11. |Kembali Baru|

550 73 25
                                    

All We Need Just Heal》

Kembali Baru

■□■□■□■□■□■□■□■□■□■□■□■□■□■□■□■□■

"Yang sehat, jaga diri, makan yang teratur, tidur yang benar, tiap hari harus kabarin Mas."

Mahesa mengangguk di pundak Faris. Siang ini, ia tengah berpamitan pada warga rusun setelah pagi tadi berpamitan pada Pramudia. Esa memeluk erat Faris. Menghidu aroma parfum yang menempel di tubuh lelaki itu. Menyimpan dalam seluk memorinya sebagai bekal saat nanti ia rindu.

Semua yang ada di sana menitikan air mata sedih dan bahagia. Sedih karena harus berpisah jauh dengan salah satu keluarga mereka. Namun di saat bersamaan juga merasa bahagia karena pada akhirnya Esa terbebas dari derita. Menurut mereka.

"Abang juga jangan pulang terlalu malam, jangan minum terlalu banyak, harus selalu rajin ke dokter dan makan yang teratur ya?" pesan Esa pada Faris.

"Bude," Mahesa bergantian mencium punggung tangan Bude Rini dan memeluk wanita yang sudah ia anggap sebagai ibunya.

Wanita yang sejak Esa kecil selalu membantu Pramudia mengurusinya.

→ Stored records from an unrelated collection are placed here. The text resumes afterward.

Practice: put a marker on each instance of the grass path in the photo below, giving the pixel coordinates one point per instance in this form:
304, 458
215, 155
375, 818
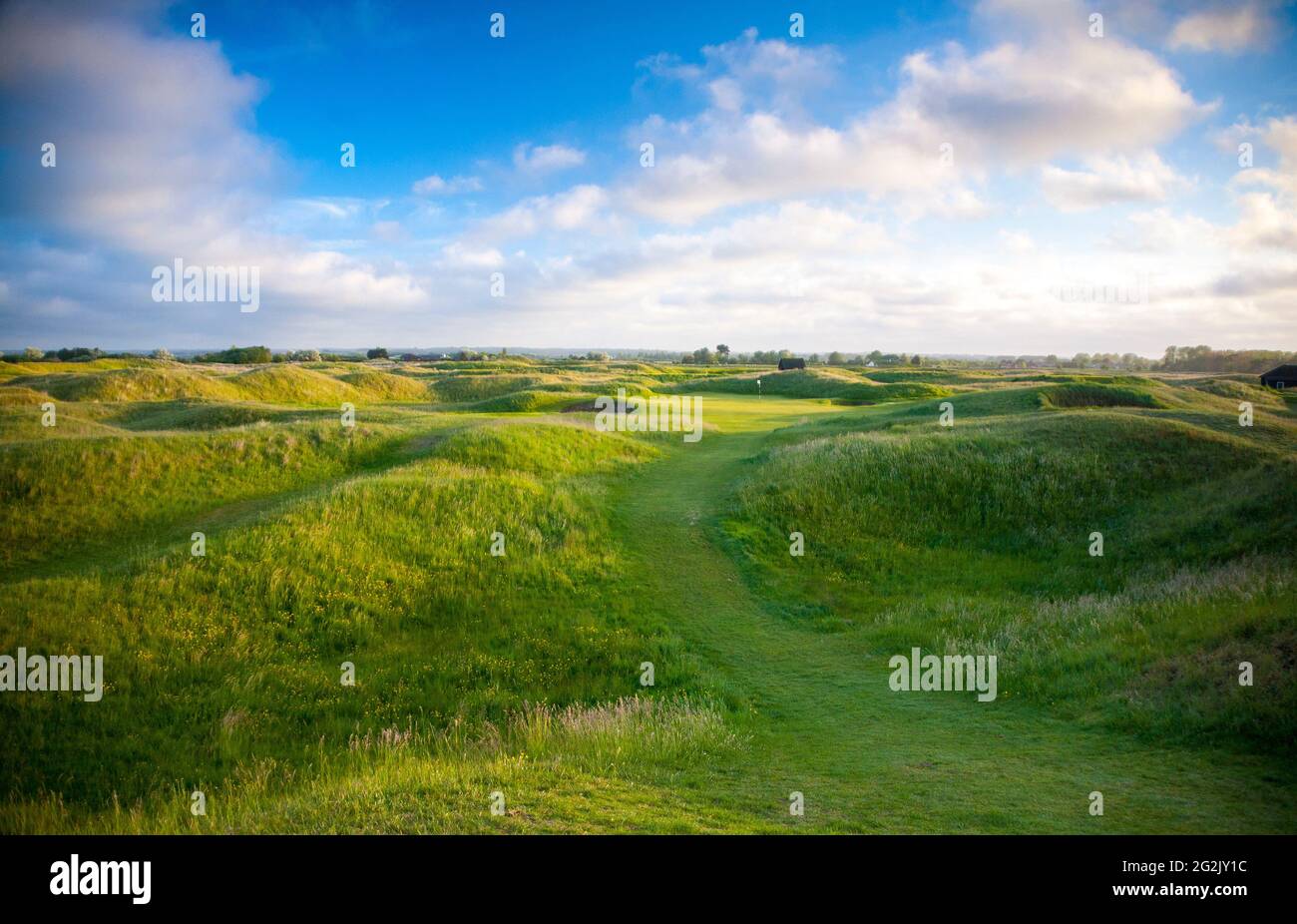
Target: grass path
822, 720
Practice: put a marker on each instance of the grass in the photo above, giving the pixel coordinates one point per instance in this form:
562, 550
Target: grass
522, 673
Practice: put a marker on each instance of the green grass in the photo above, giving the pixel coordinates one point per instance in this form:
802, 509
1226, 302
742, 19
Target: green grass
522, 673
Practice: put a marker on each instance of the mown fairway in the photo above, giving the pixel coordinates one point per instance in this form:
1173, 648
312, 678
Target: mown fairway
520, 674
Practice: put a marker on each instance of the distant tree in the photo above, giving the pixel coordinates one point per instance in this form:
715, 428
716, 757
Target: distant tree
237, 354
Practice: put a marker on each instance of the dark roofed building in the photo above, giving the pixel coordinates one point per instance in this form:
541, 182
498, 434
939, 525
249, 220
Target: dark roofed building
1283, 376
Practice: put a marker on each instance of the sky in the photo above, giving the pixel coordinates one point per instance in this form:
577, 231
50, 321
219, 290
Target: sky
1003, 177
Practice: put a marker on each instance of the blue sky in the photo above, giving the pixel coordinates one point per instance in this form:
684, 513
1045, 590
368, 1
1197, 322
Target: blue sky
997, 177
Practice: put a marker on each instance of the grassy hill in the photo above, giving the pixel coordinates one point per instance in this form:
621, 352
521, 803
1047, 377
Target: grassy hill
522, 673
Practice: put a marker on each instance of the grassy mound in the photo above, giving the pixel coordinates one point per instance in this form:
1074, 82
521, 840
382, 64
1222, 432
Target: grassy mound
376, 385
392, 573
290, 384
543, 448
835, 384
194, 415
20, 396
164, 383
956, 539
524, 402
83, 495
1085, 395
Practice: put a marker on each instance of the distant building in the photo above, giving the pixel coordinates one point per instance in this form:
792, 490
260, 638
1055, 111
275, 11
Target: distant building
1283, 376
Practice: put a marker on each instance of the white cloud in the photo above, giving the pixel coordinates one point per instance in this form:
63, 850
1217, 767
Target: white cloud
157, 160
1224, 29
546, 159
437, 186
1052, 92
1109, 181
570, 211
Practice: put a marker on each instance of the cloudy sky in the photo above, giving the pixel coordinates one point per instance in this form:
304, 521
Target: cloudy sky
997, 177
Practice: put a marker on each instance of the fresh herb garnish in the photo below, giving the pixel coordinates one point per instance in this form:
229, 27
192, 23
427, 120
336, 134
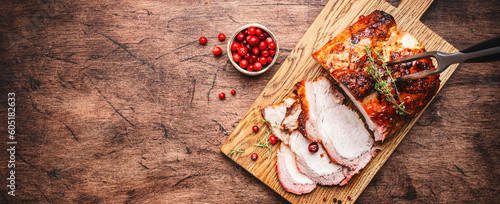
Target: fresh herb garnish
383, 86
236, 151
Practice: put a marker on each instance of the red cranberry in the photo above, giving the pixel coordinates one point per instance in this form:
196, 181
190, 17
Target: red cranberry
272, 139
243, 63
255, 51
253, 41
313, 147
236, 57
240, 36
242, 51
258, 31
251, 31
257, 66
234, 46
262, 45
217, 51
203, 40
272, 46
222, 37
269, 59
254, 156
264, 53
250, 68
269, 40
263, 60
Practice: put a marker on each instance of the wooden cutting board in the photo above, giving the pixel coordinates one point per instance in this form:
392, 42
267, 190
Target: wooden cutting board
334, 18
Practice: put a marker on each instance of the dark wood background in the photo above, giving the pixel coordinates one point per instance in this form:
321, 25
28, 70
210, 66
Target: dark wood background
118, 102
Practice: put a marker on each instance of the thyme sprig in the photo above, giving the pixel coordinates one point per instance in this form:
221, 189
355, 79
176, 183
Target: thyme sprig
383, 86
236, 151
266, 144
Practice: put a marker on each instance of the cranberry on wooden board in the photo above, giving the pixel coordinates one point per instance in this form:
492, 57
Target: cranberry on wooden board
222, 37
313, 147
203, 40
255, 129
272, 139
254, 156
217, 51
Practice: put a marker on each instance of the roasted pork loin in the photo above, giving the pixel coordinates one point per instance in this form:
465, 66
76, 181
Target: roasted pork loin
346, 60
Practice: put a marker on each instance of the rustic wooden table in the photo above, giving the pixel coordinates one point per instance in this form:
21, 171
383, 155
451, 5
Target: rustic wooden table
116, 101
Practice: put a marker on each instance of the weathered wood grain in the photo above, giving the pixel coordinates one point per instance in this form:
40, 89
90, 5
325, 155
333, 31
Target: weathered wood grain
98, 125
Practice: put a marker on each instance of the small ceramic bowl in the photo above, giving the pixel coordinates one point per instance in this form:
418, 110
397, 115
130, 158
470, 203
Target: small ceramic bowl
236, 65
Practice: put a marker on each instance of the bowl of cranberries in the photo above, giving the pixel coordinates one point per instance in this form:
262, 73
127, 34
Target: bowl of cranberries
253, 49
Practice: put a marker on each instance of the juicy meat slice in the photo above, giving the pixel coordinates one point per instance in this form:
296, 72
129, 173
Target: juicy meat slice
274, 114
339, 129
290, 122
346, 60
290, 177
318, 166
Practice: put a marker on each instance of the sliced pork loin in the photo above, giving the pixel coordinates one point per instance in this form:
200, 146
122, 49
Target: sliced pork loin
290, 122
318, 166
274, 114
339, 129
290, 177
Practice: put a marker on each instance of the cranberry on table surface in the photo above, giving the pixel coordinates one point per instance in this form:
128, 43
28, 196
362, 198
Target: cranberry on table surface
255, 129
217, 51
257, 66
243, 63
313, 147
203, 40
222, 37
272, 139
254, 156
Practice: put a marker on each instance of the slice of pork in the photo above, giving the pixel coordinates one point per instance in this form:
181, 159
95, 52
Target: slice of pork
274, 114
318, 166
290, 177
339, 129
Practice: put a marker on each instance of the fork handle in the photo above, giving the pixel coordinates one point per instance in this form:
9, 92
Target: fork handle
486, 51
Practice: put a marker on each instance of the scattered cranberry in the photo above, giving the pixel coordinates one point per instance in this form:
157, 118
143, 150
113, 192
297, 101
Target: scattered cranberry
313, 147
251, 31
255, 129
222, 37
240, 37
263, 60
257, 66
242, 51
236, 57
253, 41
235, 46
269, 40
243, 63
254, 156
217, 51
258, 31
255, 51
203, 40
272, 46
272, 139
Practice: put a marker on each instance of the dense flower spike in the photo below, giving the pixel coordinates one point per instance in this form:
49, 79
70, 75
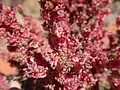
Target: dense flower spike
73, 54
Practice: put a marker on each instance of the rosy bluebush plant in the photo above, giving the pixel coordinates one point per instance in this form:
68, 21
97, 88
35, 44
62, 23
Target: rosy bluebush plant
72, 54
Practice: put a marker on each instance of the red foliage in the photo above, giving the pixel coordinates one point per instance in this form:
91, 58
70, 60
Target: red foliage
73, 53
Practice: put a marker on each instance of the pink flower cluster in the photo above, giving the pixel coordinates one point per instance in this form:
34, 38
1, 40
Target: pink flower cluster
72, 54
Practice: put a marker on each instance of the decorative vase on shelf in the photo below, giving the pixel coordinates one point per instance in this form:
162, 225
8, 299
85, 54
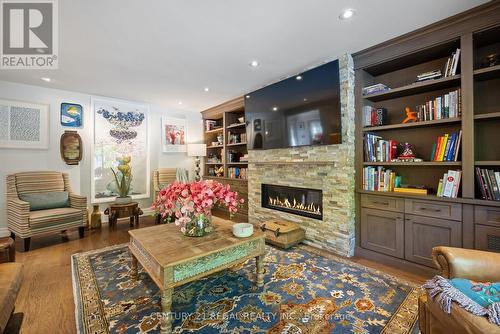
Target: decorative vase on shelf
123, 200
95, 217
198, 226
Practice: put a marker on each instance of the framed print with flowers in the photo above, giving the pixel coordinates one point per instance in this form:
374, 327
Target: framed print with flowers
173, 133
120, 134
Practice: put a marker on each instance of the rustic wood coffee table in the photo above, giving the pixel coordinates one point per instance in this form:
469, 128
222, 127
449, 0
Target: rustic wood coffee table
172, 259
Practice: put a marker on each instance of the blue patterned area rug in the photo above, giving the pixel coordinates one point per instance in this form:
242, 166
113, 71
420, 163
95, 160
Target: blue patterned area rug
303, 293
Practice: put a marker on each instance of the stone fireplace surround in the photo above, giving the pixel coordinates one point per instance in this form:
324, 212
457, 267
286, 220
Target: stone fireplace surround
329, 168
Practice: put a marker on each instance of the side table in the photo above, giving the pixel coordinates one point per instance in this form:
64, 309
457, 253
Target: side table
130, 210
7, 250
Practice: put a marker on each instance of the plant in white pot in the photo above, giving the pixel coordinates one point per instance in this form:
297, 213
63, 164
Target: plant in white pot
123, 179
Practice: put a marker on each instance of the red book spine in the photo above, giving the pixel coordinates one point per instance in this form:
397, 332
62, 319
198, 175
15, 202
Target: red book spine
438, 148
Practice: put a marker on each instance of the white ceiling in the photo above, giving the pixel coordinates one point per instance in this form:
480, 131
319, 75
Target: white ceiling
165, 51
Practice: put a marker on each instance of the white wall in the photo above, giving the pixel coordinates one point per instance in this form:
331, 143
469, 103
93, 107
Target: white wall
16, 160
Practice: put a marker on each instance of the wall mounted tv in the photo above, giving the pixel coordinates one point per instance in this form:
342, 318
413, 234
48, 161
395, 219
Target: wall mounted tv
298, 111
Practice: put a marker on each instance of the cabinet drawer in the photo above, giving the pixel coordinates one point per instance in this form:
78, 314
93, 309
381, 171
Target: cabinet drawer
487, 238
434, 209
382, 231
382, 203
423, 233
487, 215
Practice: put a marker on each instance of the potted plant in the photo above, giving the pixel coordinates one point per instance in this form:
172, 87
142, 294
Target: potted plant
123, 179
190, 204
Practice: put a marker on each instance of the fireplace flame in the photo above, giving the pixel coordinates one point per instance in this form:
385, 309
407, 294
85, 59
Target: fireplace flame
296, 205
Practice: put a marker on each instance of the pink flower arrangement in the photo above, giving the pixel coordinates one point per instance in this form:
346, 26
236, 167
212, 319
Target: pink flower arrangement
184, 201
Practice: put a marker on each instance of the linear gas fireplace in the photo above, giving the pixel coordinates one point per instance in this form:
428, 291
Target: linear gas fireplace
299, 201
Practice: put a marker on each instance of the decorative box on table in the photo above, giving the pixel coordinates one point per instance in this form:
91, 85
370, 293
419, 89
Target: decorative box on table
282, 233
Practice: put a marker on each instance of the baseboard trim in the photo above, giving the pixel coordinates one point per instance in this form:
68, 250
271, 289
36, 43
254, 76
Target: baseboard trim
395, 262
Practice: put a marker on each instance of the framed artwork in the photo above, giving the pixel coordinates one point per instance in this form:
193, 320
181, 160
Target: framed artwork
71, 147
24, 125
120, 132
173, 135
71, 115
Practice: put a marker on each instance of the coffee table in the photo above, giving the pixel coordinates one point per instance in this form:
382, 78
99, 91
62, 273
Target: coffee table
172, 259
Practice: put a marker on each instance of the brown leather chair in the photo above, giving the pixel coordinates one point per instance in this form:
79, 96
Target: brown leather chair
459, 263
11, 276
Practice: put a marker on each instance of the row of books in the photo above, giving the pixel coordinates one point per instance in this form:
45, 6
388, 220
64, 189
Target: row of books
429, 75
374, 116
449, 185
378, 179
237, 173
377, 88
211, 125
378, 149
442, 107
446, 147
450, 68
489, 183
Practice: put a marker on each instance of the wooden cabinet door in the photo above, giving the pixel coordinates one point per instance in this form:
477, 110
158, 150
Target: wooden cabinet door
382, 231
487, 238
423, 233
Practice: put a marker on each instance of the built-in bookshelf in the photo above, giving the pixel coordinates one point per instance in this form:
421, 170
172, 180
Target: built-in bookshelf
227, 151
397, 227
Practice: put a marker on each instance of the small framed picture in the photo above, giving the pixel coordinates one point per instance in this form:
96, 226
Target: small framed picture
71, 115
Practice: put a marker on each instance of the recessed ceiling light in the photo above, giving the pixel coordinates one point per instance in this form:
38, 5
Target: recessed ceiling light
347, 14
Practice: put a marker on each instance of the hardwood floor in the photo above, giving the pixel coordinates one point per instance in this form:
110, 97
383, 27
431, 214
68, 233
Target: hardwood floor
46, 296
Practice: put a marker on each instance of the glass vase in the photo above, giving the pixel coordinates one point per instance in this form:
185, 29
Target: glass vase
198, 226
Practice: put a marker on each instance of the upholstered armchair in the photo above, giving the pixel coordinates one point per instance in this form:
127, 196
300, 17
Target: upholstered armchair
471, 264
25, 220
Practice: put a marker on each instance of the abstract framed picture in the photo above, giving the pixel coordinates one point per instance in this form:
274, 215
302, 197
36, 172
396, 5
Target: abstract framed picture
71, 115
120, 133
24, 125
173, 135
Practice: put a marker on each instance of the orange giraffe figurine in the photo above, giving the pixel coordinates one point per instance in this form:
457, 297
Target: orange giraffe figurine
411, 116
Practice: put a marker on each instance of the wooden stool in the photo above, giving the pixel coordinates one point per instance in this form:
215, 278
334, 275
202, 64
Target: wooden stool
130, 210
7, 250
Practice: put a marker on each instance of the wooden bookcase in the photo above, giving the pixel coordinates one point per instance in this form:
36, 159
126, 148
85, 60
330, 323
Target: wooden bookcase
404, 228
233, 134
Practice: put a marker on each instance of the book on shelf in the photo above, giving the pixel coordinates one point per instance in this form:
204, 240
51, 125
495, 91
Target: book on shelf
411, 190
378, 179
435, 74
211, 125
449, 185
374, 116
378, 149
488, 182
237, 173
451, 65
377, 88
447, 147
442, 107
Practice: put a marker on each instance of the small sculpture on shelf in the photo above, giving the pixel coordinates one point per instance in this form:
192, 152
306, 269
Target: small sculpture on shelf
411, 116
219, 172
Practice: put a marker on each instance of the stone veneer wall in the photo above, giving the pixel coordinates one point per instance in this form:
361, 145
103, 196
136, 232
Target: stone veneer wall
305, 167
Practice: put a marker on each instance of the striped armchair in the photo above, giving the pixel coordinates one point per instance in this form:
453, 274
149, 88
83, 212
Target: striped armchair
25, 223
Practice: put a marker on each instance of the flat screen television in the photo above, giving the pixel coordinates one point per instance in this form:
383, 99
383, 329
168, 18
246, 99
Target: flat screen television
299, 111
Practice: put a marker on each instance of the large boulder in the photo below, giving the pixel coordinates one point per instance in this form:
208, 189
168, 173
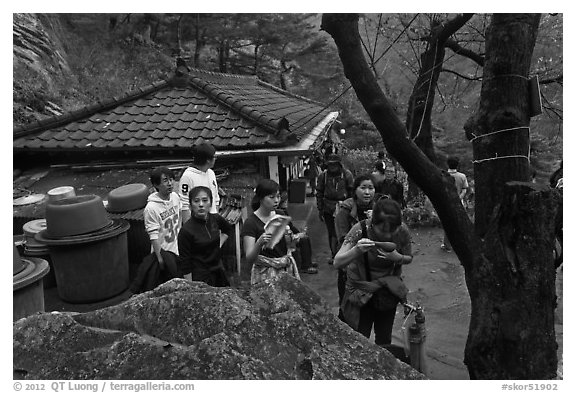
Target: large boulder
189, 330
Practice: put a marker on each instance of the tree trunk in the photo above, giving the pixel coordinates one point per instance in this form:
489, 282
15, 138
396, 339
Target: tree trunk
508, 258
223, 54
513, 288
421, 102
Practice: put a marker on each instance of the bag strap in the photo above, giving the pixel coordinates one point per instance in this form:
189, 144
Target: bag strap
365, 235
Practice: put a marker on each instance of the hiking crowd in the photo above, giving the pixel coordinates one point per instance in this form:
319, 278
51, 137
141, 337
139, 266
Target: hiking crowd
369, 243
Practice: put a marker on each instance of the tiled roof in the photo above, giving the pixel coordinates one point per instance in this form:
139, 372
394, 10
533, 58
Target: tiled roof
231, 112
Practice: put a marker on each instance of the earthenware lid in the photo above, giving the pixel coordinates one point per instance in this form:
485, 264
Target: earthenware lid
128, 197
58, 193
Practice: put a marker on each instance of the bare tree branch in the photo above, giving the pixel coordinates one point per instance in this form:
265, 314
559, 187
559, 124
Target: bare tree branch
557, 79
453, 25
470, 78
457, 48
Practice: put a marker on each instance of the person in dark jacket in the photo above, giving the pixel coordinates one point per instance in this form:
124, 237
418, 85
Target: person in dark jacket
334, 185
373, 253
350, 212
200, 241
384, 185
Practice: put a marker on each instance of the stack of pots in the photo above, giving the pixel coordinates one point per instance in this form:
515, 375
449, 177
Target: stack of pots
27, 285
33, 248
89, 251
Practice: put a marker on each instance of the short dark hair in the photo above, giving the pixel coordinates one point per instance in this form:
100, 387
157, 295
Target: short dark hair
359, 179
202, 153
196, 190
264, 188
453, 162
156, 175
380, 167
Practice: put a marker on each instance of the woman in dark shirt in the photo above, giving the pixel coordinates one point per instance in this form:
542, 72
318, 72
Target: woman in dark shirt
200, 241
266, 262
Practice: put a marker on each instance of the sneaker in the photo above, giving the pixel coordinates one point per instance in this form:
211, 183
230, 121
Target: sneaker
310, 270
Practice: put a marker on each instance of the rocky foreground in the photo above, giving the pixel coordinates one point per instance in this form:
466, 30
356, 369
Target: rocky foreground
183, 330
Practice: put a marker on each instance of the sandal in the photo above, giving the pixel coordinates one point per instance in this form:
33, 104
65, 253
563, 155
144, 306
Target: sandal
310, 270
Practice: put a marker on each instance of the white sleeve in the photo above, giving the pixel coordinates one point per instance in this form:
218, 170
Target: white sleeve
184, 186
217, 196
151, 223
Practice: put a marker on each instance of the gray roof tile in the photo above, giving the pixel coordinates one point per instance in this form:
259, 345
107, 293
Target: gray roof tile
229, 111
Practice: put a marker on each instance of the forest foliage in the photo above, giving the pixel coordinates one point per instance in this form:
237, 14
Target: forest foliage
106, 55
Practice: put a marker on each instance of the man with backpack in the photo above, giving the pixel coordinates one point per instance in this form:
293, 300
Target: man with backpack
334, 185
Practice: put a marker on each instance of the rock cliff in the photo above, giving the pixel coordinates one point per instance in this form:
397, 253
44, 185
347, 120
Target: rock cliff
182, 330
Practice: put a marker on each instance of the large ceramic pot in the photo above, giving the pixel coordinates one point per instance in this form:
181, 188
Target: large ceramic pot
76, 215
128, 197
27, 288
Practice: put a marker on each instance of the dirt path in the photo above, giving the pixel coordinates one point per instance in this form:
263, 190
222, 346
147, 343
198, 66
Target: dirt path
436, 281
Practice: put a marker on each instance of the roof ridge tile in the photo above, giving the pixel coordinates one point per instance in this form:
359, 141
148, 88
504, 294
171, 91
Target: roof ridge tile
61, 120
273, 125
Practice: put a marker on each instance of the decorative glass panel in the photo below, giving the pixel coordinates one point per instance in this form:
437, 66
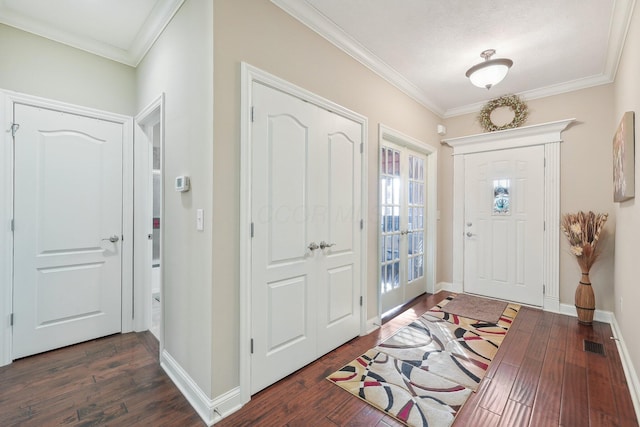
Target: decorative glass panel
501, 197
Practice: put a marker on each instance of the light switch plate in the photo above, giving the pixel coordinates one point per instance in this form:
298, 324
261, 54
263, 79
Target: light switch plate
200, 219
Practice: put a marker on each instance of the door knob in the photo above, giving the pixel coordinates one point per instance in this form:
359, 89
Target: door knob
324, 245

Menyuapi makan, memberikan jajan mengajak jalan-jalan, membelikan seragam dan mengurus segala perlengkapan sekolah Esa.

Dulu, saat Esa masih sekolah dasar dan diadakan acara hari ibu, maka Bude Rini lah yang akan datang. Merentangkan tangan untuk menyambut Esa dalam pelukan. Tersenyum lantang pada seluruh temannya dan berkata bahwa ia lah ibu dari Lingga Dwikardi Mahesa. Wanita itu yang telah berjasa membuat masa kecilnya bahagia.

Mahesa memeluknya Erat. Lapisan bening di matanya semakin turun menjadi rinaian. Pelukan hangat ini akan sangat ia rindukan. "Bude, maafin aku kalau ada salah, selalu buat Bude repot...."

Bude Rini melepas pelukannya. Membingkai wajah Esa dengan kedua tangannya. Mengusap sayang air mata yang mengalir deras. "Enggak, Sayang. Esa anak baik Bude, anak pintar Bude, nggak pernah Esa buat salah. Bude yang minta maaf ya, Nak? Bude jarang ada buat Esa sekarang."

Bude Rini merapikan rambut Esa dengan jemarinya. Sentuhan lembut seorang ibu yang pantas Esa dapatkan. "Esa harus bahagia di sana, nurut apa kata Abang, selalu jadi anak baik dan jangan lupa sama kami di sini ya, Nak?"

Mahesa mengangguk keras. Kemudian beralih pada lelaki berbadan tinggi tegap dengan wajah sangar yang kini tengah mengenakam seragam baru. Seragam yang tampak pas di tubuhnya. Seragam yang akhirnya membuat lelaki itu tidak lagi di pandang sebelah mata. Zaki menghampiri Esa, memberikan kantung berisi dua kotak yang dibungkus kado.

Mahesa menerimanya dengan bingung. "Isinya apa?"

"Sebelum Pram nggak ada, dia nitip buat beliin lo kado karena dia tau lo bakal menang lomba. Abang simpan itu di lemari dan baru ingat pas semalam beberes kamar. Yang satunya lagi, itu kenang-kenangan dari kita semua. Biar lo di sana nggak lupa sama kita."

Esa menatap Nanar kedua bingkisan itu. Mengapa bukan Masnya yang memberikan langsung? Pundaknya bergetar. Ia mulai terisak kembali. Menangis sampai isakannya lolos dari belah bibir tipis Esa.

Zaki langsung menarik anak itu dalam pelukan. Suasana berubah semakin sendu. Rasa rindu tiap nama Pramudia disebut memang belum bisa hilang. Namun, mereka sudah memilih untuk mengikhlaskan agar jalan lelaki itu lapang.

"Lo laki. Harus kuat. Harus jadi yang paling ikhlas. Mas lo orang baik, dia udah bahagia. Jadi lo juga harus sama."

Zaki menepuk punggung Esa yang kini masih terisak dengan tangan meremat baju belakang Zaki.